You could use Cramer's rule.

 

[Blue2Sky]

True. But my situation is that it is a large system. To use Cramer's rule would be expensive. I was wondering if because I have a known transformation (a known X and its corresponding B vector), that there may be something else that could be done.
For example, if I write
x = A^-1 * b
Then perform a dyadic product with a known vector, d, (of my choosing):
xd = A^-1 * bd
Then:
(xd)((bd)^-1) = A^-1

Something like this. However I know that you can't take an inverse of a dyad.
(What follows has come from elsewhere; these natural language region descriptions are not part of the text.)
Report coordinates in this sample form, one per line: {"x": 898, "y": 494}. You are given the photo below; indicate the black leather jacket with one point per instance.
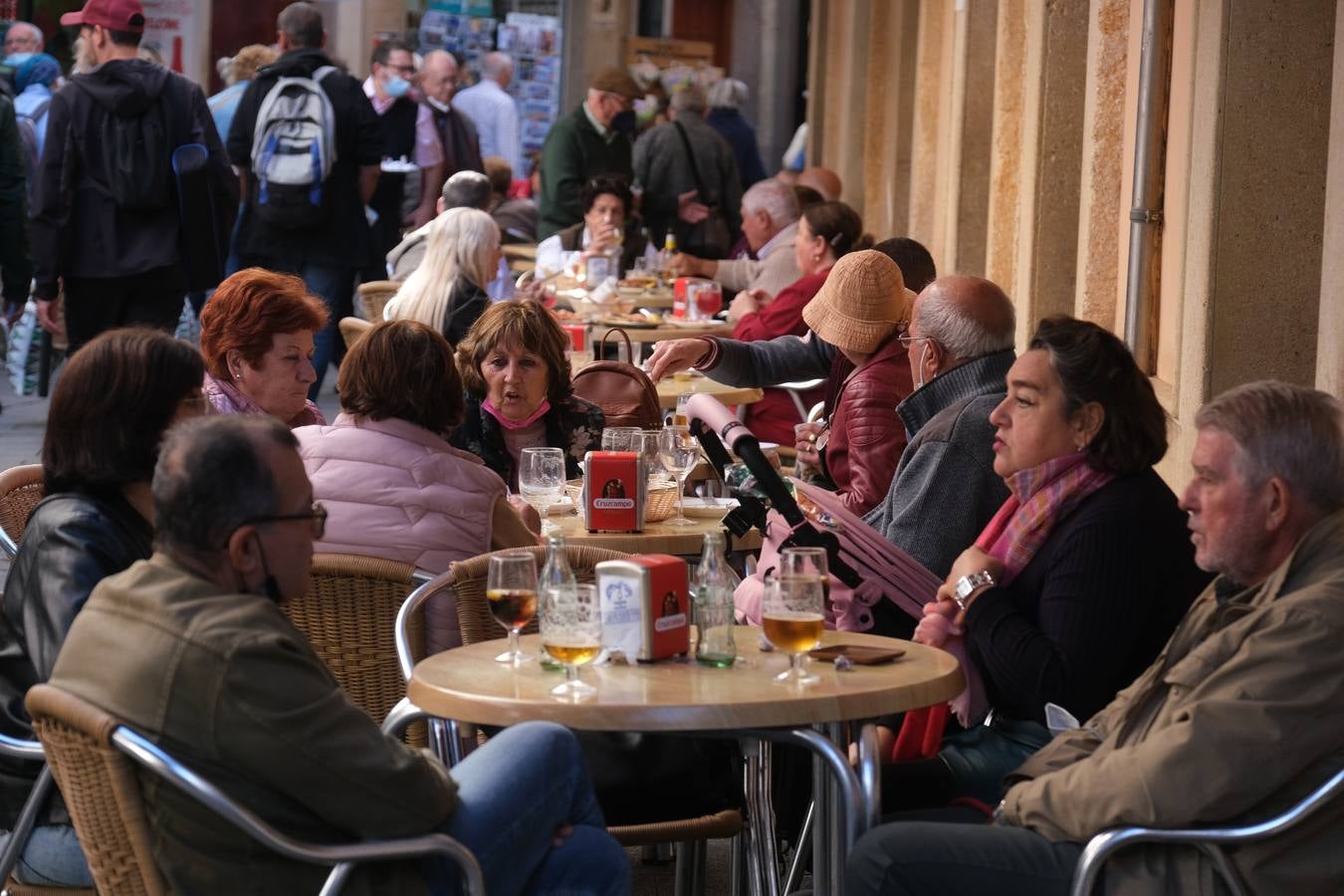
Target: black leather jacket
{"x": 72, "y": 542}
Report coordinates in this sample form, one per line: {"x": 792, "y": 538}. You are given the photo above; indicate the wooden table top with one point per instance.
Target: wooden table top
{"x": 671, "y": 387}
{"x": 657, "y": 538}
{"x": 678, "y": 695}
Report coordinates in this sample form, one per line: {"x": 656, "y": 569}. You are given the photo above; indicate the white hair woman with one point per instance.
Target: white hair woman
{"x": 448, "y": 289}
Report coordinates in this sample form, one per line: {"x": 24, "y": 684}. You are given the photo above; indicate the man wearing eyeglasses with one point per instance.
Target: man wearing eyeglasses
{"x": 192, "y": 649}
{"x": 588, "y": 141}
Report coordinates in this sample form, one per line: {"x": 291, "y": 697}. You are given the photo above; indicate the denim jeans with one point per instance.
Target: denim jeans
{"x": 51, "y": 858}
{"x": 513, "y": 794}
{"x": 336, "y": 288}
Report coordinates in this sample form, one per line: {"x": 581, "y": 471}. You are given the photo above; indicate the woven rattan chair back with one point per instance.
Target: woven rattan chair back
{"x": 473, "y": 610}
{"x": 348, "y": 615}
{"x": 101, "y": 790}
{"x": 352, "y": 328}
{"x": 376, "y": 295}
{"x": 20, "y": 491}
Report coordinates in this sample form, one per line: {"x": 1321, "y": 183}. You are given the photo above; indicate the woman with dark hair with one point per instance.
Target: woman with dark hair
{"x": 110, "y": 410}
{"x": 257, "y": 337}
{"x": 391, "y": 484}
{"x": 826, "y": 231}
{"x": 1078, "y": 580}
{"x": 606, "y": 206}
{"x": 519, "y": 392}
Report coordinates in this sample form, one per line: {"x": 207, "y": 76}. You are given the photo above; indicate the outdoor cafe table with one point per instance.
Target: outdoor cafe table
{"x": 745, "y": 703}
{"x": 657, "y": 538}
{"x": 669, "y": 388}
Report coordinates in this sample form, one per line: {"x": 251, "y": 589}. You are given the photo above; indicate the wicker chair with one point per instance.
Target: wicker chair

This was my idea, but I just haven't used tensors in a long while and don't even know if what I am asking is possible.
Thanks

 

[rbj]

hey Blue, try using the LaTeX feature here. it helps you express your mathematical thinking and it helps us read what you express accurately.do you simply want to solve for $\mathbf{x}$? or do you want $\mathbf{A}^{-1}$?

 

[Blue2Sky]

Sorry. Yes I want $\mathbf{A}^{-1}$ (actually, particular entries in $\mathbf{A}^{-1}$) . I have A and an x,b pair. My math from earlier (which I know you can't do unless the dyad is complete... but it was my original thinking):

$\mathbf{x}$ = $\mathbf{A}^{-1}$$\mathbf{b}$
Make dyadic product with clever vector $\mathbf{d}$:
$\mathbf{xd}$ = $\mathbf{A}^{-1}$$\mathbf{bd}$
then,
$\mathbf{(xd)}$$\mathbf{(bd)}^{-1}$ = $\mathbf{A}^{-1}$

My thought was that $\mathbf{d}$ could be chosen so that $\mathbf{(bd)}^{-1}$ might be simple. Again the tensor math here is not correct, I just wanted to throw out my thought.
Thanks.